The news comes as ex-UBS trader Kweku Adoboli prepares for a plea hearing on alleged rogue trading that led to the bank losing £1.3 billion. Yesterday, UBS admitted that some key internal controls were not in place at the time.
FINRA, which regulates share trading firms, said that in incidents separate from the alleged rogue trading the Swiss bank had failed to properly conduct and supervise short selling, under a regulation known as Reg SHO.
Short selling relies on the sale of securities a company does not yet own.
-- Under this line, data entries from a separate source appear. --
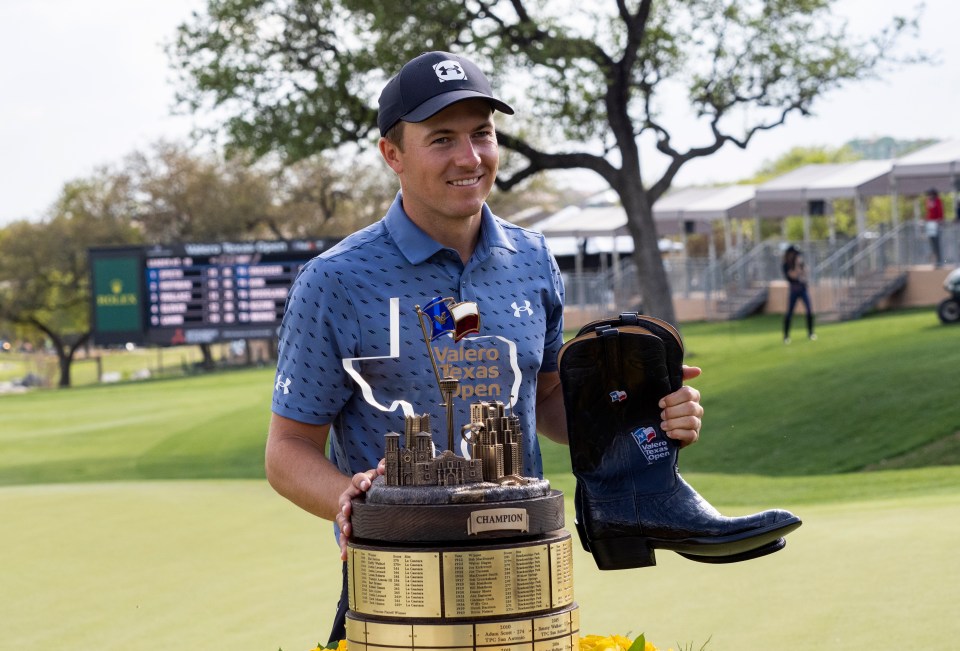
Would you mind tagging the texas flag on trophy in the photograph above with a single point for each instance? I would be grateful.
(446, 315)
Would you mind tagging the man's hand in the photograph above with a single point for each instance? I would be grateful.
(682, 412)
(359, 484)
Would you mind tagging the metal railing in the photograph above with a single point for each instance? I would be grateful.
(833, 268)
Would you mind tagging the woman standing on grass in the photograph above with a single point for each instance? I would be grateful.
(795, 271)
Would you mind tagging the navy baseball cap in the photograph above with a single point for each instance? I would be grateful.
(430, 83)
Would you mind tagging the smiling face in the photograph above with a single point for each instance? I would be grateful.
(447, 166)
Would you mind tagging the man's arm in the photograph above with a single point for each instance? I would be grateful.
(551, 417)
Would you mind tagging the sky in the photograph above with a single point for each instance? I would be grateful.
(83, 83)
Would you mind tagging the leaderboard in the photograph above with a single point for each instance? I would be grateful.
(195, 293)
(200, 293)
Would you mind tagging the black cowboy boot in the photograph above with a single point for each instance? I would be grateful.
(630, 498)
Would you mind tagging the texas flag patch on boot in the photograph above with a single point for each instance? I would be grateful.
(654, 446)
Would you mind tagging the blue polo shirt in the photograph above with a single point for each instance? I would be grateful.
(352, 350)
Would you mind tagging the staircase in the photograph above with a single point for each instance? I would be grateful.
(866, 292)
(740, 302)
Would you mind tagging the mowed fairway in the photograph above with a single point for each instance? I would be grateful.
(228, 565)
(136, 516)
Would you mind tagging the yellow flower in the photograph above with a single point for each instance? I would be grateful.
(609, 643)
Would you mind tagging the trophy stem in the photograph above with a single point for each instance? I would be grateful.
(448, 387)
(433, 361)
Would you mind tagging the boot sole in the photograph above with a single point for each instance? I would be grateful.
(639, 551)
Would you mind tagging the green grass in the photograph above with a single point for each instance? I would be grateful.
(226, 563)
(206, 426)
(872, 393)
(867, 392)
(154, 566)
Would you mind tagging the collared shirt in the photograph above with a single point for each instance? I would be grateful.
(353, 353)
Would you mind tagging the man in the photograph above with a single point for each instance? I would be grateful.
(352, 356)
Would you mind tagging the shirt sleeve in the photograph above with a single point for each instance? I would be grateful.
(553, 338)
(319, 329)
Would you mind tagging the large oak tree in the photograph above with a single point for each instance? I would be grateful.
(295, 77)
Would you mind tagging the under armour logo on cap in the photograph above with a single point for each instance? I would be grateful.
(414, 95)
(447, 70)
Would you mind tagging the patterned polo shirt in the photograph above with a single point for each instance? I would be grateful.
(353, 352)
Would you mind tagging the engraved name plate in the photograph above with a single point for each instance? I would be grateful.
(395, 583)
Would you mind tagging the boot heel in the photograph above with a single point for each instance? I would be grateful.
(622, 553)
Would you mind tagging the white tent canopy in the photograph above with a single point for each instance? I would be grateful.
(936, 166)
(700, 206)
(792, 193)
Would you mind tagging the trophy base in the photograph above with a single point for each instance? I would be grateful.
(557, 631)
(512, 594)
(405, 523)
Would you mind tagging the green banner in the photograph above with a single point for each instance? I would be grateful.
(117, 300)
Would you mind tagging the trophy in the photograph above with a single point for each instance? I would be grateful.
(459, 551)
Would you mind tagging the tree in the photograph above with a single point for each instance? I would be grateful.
(44, 272)
(300, 76)
(189, 197)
UBS's apparent failures meant millions of short sale orders were mismarked or placed on the market without reasonable grounds to believe the shares could be borrowed and delivered.
Requiring firms to obtain and document this "locate" information before the short sale occurs reduces the number of potential failures to deliver a sale, FINRA said.
The regulator said UBS's supervisory system regarding locates and the marking of sale orders was "significantly flawed". It added that the problem "resulted in a systemic supervisory failure that contributed to serious Reg SHO failures across its equities trading business".
UBS had placed millions of short sale orders to the market without locates, including in securities "that were known to be hard to borrow", FINRA said.
"These locate violations extended to numerous trading systems, desks, accounts and strategies, and impacted UBS' technology, operations, and supervisory systems and procedures."
Additionally, UBS mismarked short sales as long, and made other deficient marking decisions, FINRA said.
"Firms must ensure their trading and supervisory systems are designed to prevent the release of short sale orders without valid locates, and properly mark sale orders, in order to prevent potentially abusive naked short selling," said Brad Bennett, FINRA executive VP. "The duration, scope and volume of UBS' locate and order-marking violations created a potential for harm to the integrity of the market."
Many of the problems were not uncovered until FINRA's investigation led UBS to substantially review its systems and monitoring, the regulator said.
In making the settlement, UBS neither admitted nor denied the charges, but accepted the problem being recorded. It said it was "pleased to have resolved this matter", adding that the issues have been "remediated".